Debbie - OMG - LOL -
Debbie, you aren't going to get rid of me that easily. Cheetah bikini, I love it.........lol
Michele, I don't think you have to worry about the hotel I have a feeling that will be the one everyone will choose. Actually I thought it was pretty much decided before the poll. I guess we will wait until 10:00 to see. Now is the Eastern, central or Pacific time? lol
Deb, I hope you get the answer's to all your ache's and pain's. If your Mom has osteoarthritis than that is probably what it is. I think that is hereditary. And you are thin. My doctor told me thin people lose bone density quicker than heavier people. I used to fit into that thin category.

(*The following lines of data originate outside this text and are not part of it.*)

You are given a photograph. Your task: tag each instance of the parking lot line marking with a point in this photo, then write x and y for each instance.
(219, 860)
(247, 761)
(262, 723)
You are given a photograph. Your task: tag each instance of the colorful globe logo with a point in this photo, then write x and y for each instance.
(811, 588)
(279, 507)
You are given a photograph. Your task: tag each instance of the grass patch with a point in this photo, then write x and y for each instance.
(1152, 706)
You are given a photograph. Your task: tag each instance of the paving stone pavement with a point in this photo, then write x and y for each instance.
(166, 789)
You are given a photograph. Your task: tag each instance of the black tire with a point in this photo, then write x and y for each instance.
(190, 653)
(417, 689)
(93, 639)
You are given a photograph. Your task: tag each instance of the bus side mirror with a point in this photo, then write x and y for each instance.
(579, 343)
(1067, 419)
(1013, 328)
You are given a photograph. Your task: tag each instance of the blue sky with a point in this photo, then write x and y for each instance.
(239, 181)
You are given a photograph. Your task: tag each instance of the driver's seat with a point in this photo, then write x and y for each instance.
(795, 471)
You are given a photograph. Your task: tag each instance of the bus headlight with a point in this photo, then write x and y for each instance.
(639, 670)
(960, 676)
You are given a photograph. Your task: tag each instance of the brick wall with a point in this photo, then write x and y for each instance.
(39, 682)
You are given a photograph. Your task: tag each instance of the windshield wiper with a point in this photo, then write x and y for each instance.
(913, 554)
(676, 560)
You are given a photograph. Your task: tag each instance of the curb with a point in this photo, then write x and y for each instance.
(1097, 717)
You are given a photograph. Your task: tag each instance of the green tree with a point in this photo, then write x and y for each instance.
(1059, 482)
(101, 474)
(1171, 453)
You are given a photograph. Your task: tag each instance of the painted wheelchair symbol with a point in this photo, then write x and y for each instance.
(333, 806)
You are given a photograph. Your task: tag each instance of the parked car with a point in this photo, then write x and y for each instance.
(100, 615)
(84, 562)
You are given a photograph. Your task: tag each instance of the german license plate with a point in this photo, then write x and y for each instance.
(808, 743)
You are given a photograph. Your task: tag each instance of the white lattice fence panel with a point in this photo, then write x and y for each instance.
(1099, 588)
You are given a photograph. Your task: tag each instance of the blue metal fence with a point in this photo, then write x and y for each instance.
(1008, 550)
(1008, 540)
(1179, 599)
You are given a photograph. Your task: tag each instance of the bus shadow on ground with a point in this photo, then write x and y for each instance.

Gosh, It is snowing again here. Is it ever g oing to stop? I am getting pretty sick of it. At least I don't have to go to work today but I have a lot of work to do around the house, cleaning.
Gail -
Hey Graycie, I see your new avtar, hair looks fab!
Its snowing like crazy here too! Snow, snow go away.,,
Have to go back to work. haa haa:)
Michele -
Graycie -
I think the poll is eastern time. A few of the girls expressed an interest in the Hyatt/downtown area...that's why I thought that a poll would be the fair/democratic thing to do. No snow here today - in fact it's going to be 50 degrees! A HEAT WAVE...ha - ha! LOL
I'll send some warm breezes over to you and Michele!